The Atlantic surrounds the town on three sides, offering endless opportunities to enjoy ocean views.
Speaking of views, Saint Andrews is located on the famous Bay of Fundy – home to the largest tidal changes in the world. Every day, the tide rises and falls some 24 feet (in other locations farther east, it changes 50 feet!), and the tides change every six hours, so we were treated to an ever changing landscape. I took some low tide/high tide photos from the same places to give an idea of just how different the landscape looked throughout a given day.
The town also has some beautiful bike trails and walking paths, giving visitors no shortage of places to meander. While out on our bikes one evening, we even got a friendly welcome from Canadian Bambi!!!

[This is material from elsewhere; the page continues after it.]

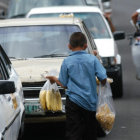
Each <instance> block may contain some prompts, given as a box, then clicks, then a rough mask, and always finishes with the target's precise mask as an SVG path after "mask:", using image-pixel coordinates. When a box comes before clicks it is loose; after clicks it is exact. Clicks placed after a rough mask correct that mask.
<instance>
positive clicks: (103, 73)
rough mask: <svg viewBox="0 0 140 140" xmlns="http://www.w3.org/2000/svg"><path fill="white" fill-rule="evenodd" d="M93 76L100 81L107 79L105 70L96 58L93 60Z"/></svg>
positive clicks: (98, 60)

Speaking of friendly welcomes, while the campground we stayed at was the kind of place we generally don’t like (read: Where you’re ass-to-elbow with your neighbors), everyone we met was so incredibly friendly, it didn’t even matter. When we first arrived, not one but two neighbors came over to offer their assistance, (whaaaaat????). We also noticed that several seasonal residents had signs inviting folks to come by and hang out on their patios, and everyone we encountered on our walks was happy to say hello.
Random fun fact: The word “amazing” is kindof like nails on a chalkboard to me. If you go back and read this entire blog (which you really should, it’s amazing), you will not find that word anywhere before today. Perhaps it’s bizarre, but I think most people have some word or phrase or cliche that drives them nuts, and for me, it’s “amazing.” I think it’s because I spend a lot of time reading travel blogs and Instagram posts where it is used All. The. Time. And when it’s used to describe, say, the Grand Canyon, or a thousand year old Sequoia tree, or Crater Lake, I have no problem. But when it’s used to describe a chicken sandwich, a little part of me dies. And it’s been used to describe a LOT of chicken sandwiches.

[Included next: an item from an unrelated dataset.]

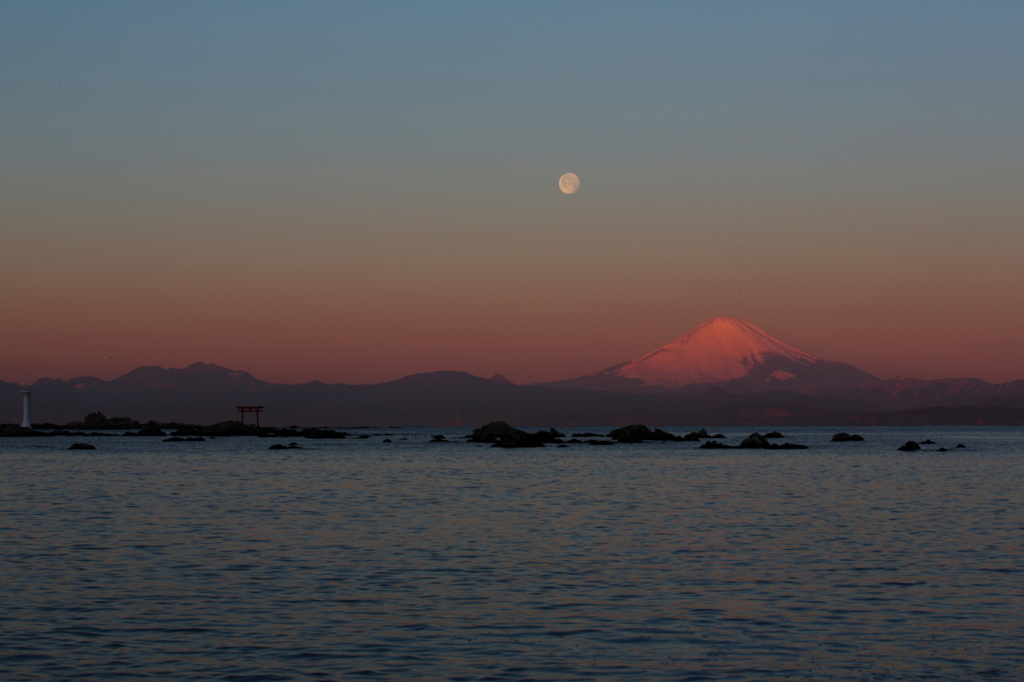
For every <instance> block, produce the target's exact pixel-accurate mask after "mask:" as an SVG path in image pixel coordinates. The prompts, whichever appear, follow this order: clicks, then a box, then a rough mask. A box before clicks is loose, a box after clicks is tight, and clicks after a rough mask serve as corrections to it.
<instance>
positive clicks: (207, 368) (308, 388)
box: [0, 317, 1024, 426]
mask: <svg viewBox="0 0 1024 682" xmlns="http://www.w3.org/2000/svg"><path fill="white" fill-rule="evenodd" d="M32 388H33V418H34V419H33V421H34V422H37V423H42V422H51V423H55V424H63V423H67V422H71V421H74V420H81V419H82V418H83V417H84V416H85V415H87V414H88V413H91V412H97V411H98V412H102V413H103V414H104V415H106V416H108V417H131V418H133V419H137V420H139V421H142V422H145V421H150V420H155V421H161V422H185V423H202V424H209V423H213V422H220V421H226V420H230V419H238V412H237V411H236V406H240V404H261V406H264V412H263V415H262V418H261V423H262V424H264V425H268V426H289V425H293V424H295V425H299V426H359V425H372V426H398V425H430V426H458V425H461V426H478V425H480V424H485V423H487V422H490V421H495V420H503V421H507V422H509V423H513V424H517V425H532V426H547V425H563V426H585V425H594V426H596V425H602V426H615V425H623V424H630V423H638V422H639V423H644V424H648V425H651V426H691V425H692V426H730V425H766V426H772V425H796V424H807V425H849V426H857V425H871V424H877V425H929V424H931V425H934V424H1004V425H1006V424H1024V381H1014V382H1009V383H1004V384H990V383H988V382H985V381H982V380H980V379H942V380H938V381H922V380H915V379H898V380H882V379H879V378H877V377H873V376H871V375H870V374H867V373H866V372H862V371H861V370H858V369H857V368H855V367H852V366H850V365H844V364H842V363H834V361H828V360H823V359H820V358H818V357H815V356H813V355H811V354H809V353H805V352H803V351H801V350H798V349H797V348H794V347H793V346H790V345H787V344H785V343H783V342H781V341H779V340H778V339H775V338H773V337H771V336H770V335H768V334H766V333H765V332H763V331H762V330H760V329H758V328H757V327H755V326H753V325H751V324H749V323H745V322H743V321H741V319H735V318H729V317H717V318H715V319H711V321H709V322H708V323H705V324H703V325H701V326H700V327H697V328H696V329H694V330H692V331H691V332H689V333H687V334H685V335H684V336H682V337H680V338H678V339H676V340H675V341H673V342H672V343H670V344H668V345H666V346H664V347H662V348H658V349H657V350H655V351H653V352H651V353H647V354H646V355H643V356H641V357H639V358H637V359H634V360H631V361H629V363H623V364H621V365H616V366H614V367H611V368H608V369H607V370H603V371H601V372H596V373H594V374H590V375H585V376H583V377H578V378H575V379H568V380H563V381H555V382H550V383H547V384H534V385H528V386H520V385H516V384H512V383H510V382H508V381H507V380H505V379H504V378H503V377H501V376H495V377H493V378H490V379H484V378H481V377H475V376H472V375H469V374H466V373H463V372H432V373H427V374H417V375H412V376H409V377H404V378H402V379H398V380H396V381H389V382H386V383H381V384H373V385H366V384H362V385H350V384H325V383H322V382H317V381H314V382H309V383H305V384H273V383H269V382H265V381H260V380H258V379H256V378H255V377H253V376H252V375H250V374H249V373H247V372H239V371H234V370H227V369H225V368H221V367H217V366H215V365H205V364H202V363H197V364H195V365H190V366H188V367H186V368H184V369H181V370H175V369H169V370H165V369H163V368H160V367H143V368H139V369H137V370H133V371H132V372H129V373H128V374H126V375H124V376H122V377H118V378H117V379H113V380H111V381H103V380H101V379H97V378H95V377H81V378H77V379H70V380H67V381H63V380H57V379H40V380H39V381H37V382H36V383H35V384H33V386H32ZM20 389H22V387H20V386H19V385H18V384H14V383H6V382H0V422H8V423H15V422H17V423H19V422H20V414H22V396H20Z"/></svg>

So when I spent an afternoon visiting Kingsbrae Garden, and the word that kept coming to my mind was “Amazing,” I had a bit of a crisis of conscience.

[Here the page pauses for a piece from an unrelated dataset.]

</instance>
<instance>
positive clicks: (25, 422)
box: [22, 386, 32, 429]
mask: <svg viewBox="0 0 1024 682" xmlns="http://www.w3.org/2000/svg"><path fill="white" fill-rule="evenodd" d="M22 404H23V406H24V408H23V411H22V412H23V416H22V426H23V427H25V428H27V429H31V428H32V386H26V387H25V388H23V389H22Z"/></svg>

But eventually I decided not to despair….
Because, unlike the chicken sandwiches often extolled on Instagram, these gardens are actually mind boggling.
The 27 acre property is divided into some 19 individual themed gardens and filled with unique pieces of art. The smaller gardens include flower gardens, a container garden, a touch garden for the visually impaired, a butterfly garden, a children’s garden, a meditation garden, a maze, and an orchard. There’s also a small animal enclosure with alpacas, goats, and, reportedly, other animals (they were being shy when I visited).
What was so – wait for it – amazing to me was the variation of plant life, the planning that obviously goes into what appears to be organized chaos within the gardens, and the fact that all of this grows so beautifully in Canada…a country known more for its snow shoeing opportunities than its greenery. I would expect horticultural perfection of this magnitude in San Diego, not Eastern Canada.
The property is absolutely astounding, nee…Amazing! and I strongly suggest you visit if you are anywhere within 100 miles of Saint Andrews.
And before my next photo collage, I thought you would appreciate a little poem I wrote…
Roses are red
Violets are blue
I know no one actually wants to look at 400 pictures of individual flowers
But too late
Wait… should I try to turn that into a Haiku??
We’ve made our way back to Canada after our brief return to the United States. We don’t have any concrete answers on Dixie’s situation (naturally), but the vet had some theories and we are making treatment decisions based on those theories. Hopefully, we’ll see some improvement soon. I’ll write more about all of that in my next post. In the meantime, the doctor gave us the go ahead to continue with our travel plans, so that’s what we’re doing.
And with that, I will now get ready for my brothers to start texting me about how everything in their life is “amazing” since they now know it annoys me.